Calendar 2007: Tet Holiday Misprinting, Who will be Responsible?

4:48:35 PM | 9/29/2006

Associate Professor and Doctor Le Thanh Lan of the Vietnam Institute of Science and Technology, said many calendars of various types including wall, pocket and desk calendars have misprinted the date for Tet (Lunar New Year), the largest public holiday in Vietnam. Some calendars printed the Tet on February 17 while others read February 18. The wrongful printing makes many people doubtful about the calendar science of Vietnam.
 
Mr. Nguyen Mau Tung, former director of the State Calendar Committee, said the difference in lunar dates is because calendar printers ignored the regulations set by the State Calendar Committee while employing the Chinese calendar to apply to the Vietnamese one.
 
In fact, both Vietnam and China use the same method to calculate the weather calendar (solar) but they use different rules to calculate the bissextile months and time zones. The time zone of Vietnam is GMT + 7 while the Chinese one is GMT + 8. The dissimilarity leads to the different in calculating the bissextile months.
 
Next year, Vietnam enjoys the Lunar New Year before China because the New Year’s Eve of Vietnam falls on a 29-day month while the Chinese one is in a 30-day month.
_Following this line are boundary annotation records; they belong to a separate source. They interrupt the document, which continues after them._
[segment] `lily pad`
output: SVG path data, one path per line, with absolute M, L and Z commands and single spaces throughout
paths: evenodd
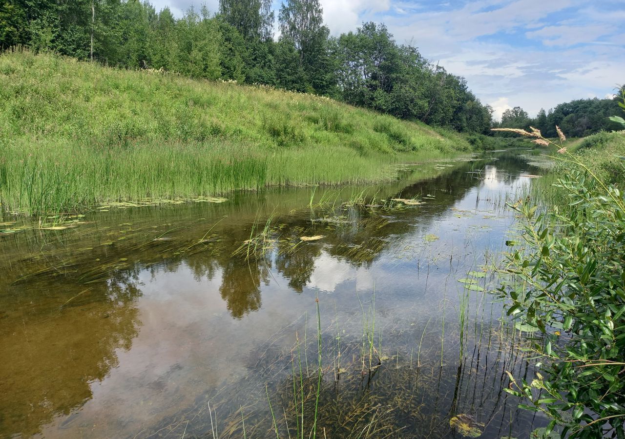
M 300 239 L 302 241 L 318 241 L 326 237 L 325 235 L 315 235 L 314 236 L 302 236 Z
M 484 289 L 478 285 L 478 280 L 472 279 L 458 279 L 459 282 L 464 284 L 464 288 L 471 291 L 484 291 Z
M 466 438 L 479 438 L 483 433 L 484 424 L 469 415 L 460 414 L 449 420 L 449 427 Z
M 418 200 L 412 200 L 412 199 L 409 200 L 405 198 L 393 198 L 391 199 L 391 200 L 392 201 L 395 201 L 398 203 L 402 203 L 403 204 L 405 204 L 408 206 L 418 206 L 420 204 L 423 204 L 421 201 L 419 201 Z
M 523 332 L 536 332 L 538 330 L 538 327 L 529 323 L 523 323 L 522 322 L 515 322 L 514 327 L 519 331 L 522 331 Z

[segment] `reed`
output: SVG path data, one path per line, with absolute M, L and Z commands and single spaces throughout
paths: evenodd
M 397 178 L 459 136 L 330 99 L 146 74 L 27 51 L 0 54 L 0 200 L 31 215 L 99 202 Z M 328 131 L 334 115 L 353 126 Z M 399 145 L 376 124 L 407 133 Z

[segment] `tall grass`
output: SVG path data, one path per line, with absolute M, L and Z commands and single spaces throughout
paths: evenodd
M 0 54 L 0 199 L 41 214 L 143 197 L 393 178 L 469 144 L 327 98 Z

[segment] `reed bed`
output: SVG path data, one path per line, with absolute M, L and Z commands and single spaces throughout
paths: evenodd
M 388 180 L 396 164 L 470 149 L 327 98 L 23 50 L 0 54 L 0 201 L 12 212 Z

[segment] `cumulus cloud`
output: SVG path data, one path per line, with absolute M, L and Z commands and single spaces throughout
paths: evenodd
M 391 8 L 391 0 L 321 0 L 323 18 L 334 35 L 354 31 L 362 18 Z
M 384 22 L 400 43 L 464 76 L 484 103 L 530 114 L 625 81 L 625 4 L 606 0 L 321 0 L 333 35 Z M 181 15 L 201 0 L 153 0 Z M 274 0 L 279 8 L 281 0 Z M 208 6 L 216 11 L 218 0 Z M 507 99 L 504 101 L 504 99 Z M 499 115 L 496 111 L 496 115 Z
M 501 120 L 501 116 L 506 110 L 512 109 L 508 97 L 499 97 L 489 104 L 492 107 L 492 117 L 497 120 Z

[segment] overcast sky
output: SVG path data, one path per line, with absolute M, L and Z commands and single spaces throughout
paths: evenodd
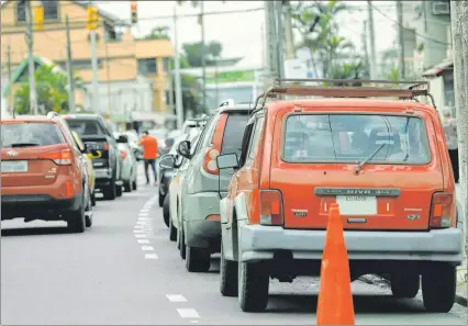
M 130 19 L 129 1 L 94 1 L 99 8 L 121 18 Z M 367 19 L 367 1 L 347 1 L 353 8 L 348 13 L 339 16 L 339 34 L 361 48 L 363 22 Z M 138 25 L 133 29 L 135 34 L 147 34 L 153 27 L 167 25 L 174 27 L 171 19 L 156 19 L 174 14 L 176 1 L 138 1 Z M 394 1 L 375 1 L 390 18 L 394 19 Z M 247 65 L 261 65 L 263 61 L 263 25 L 265 11 L 261 10 L 264 1 L 204 1 L 204 11 L 238 11 L 255 10 L 244 13 L 225 13 L 205 16 L 205 40 L 220 41 L 223 44 L 223 57 L 245 57 Z M 178 7 L 179 14 L 192 14 L 200 12 L 200 8 L 193 8 L 190 2 Z M 155 19 L 152 19 L 155 18 Z M 375 11 L 376 47 L 378 52 L 393 46 L 395 40 L 395 26 L 392 21 Z M 183 43 L 192 43 L 201 40 L 201 29 L 197 18 L 181 18 L 178 23 L 179 46 Z

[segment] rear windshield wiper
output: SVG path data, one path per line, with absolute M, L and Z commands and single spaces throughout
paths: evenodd
M 386 146 L 386 143 L 383 143 L 383 144 L 381 144 L 380 145 L 380 147 L 379 148 L 377 148 L 371 155 L 369 155 L 369 157 L 368 158 L 366 158 L 365 160 L 363 160 L 363 161 L 360 161 L 358 165 L 357 165 L 357 167 L 356 167 L 356 169 L 355 169 L 355 173 L 357 175 L 357 173 L 359 173 L 360 172 L 360 169 L 369 161 L 369 160 L 371 160 L 376 155 L 377 155 L 377 153 L 379 153 L 380 151 L 380 149 L 382 149 L 383 148 L 383 146 Z
M 41 146 L 40 144 L 36 143 L 14 143 L 14 144 L 10 144 L 11 147 L 33 147 L 33 146 Z

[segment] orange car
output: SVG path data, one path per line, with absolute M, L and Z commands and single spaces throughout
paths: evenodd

The first month of the year in the Vietnamese calendar will have 30 days while the Chinese one has 29 days. Thus, the Vietnamese and Chinese calendars do not coincide until the first day of the second month of the lunar year.
 
Mr. Tran Tien Binh of the State Calendar Committee frankly admitted that his committee has not fulfilled the task. The committee should have announced the standardised calendar in a very long time ago when the standardised calendar was finished. However, the administrative procedure prevented the widespread announcement. As a result, this caused the misprint.
 
“If this issue is not resolved, a person will need two different calendars,” Mr. Ly Ba Toan, deputy general director of the Publication Department said. Publishers have registered for the publication of 116 million calendar blocks. However, the publication varies depending on the market demand, possibly 10-16 million blocks. Toan said, each year the department has to take into account 600 - 700 different calendar blocks; hence, the individual check is hardly possible. The publishers should apologise users and promise to resolve the mistake in the following year.
 
Mr. Tran Tan Ngo, director of the Vietnam Book Publishing Corp., who disagreed with Toan’s arguments, said the mistake on the calendar cannot satisfy users by a denial or an apology on mass media. Instead, we should put to and end the misprinted calendars. At present, Vietnam has 59 publishing houses; therefore, the product of this publishing house has mistake, we have products of others. The biggest matter is how to make the public feel secure.
 
Possibly, it is time to introduce hard resolutions. Publishers should destroy calendar blocks or any types of calendars immediately. The State Calendar Committee should introduce the Vietnamese standard calendar soon to terminate the long-lasting quarrels about the calendar.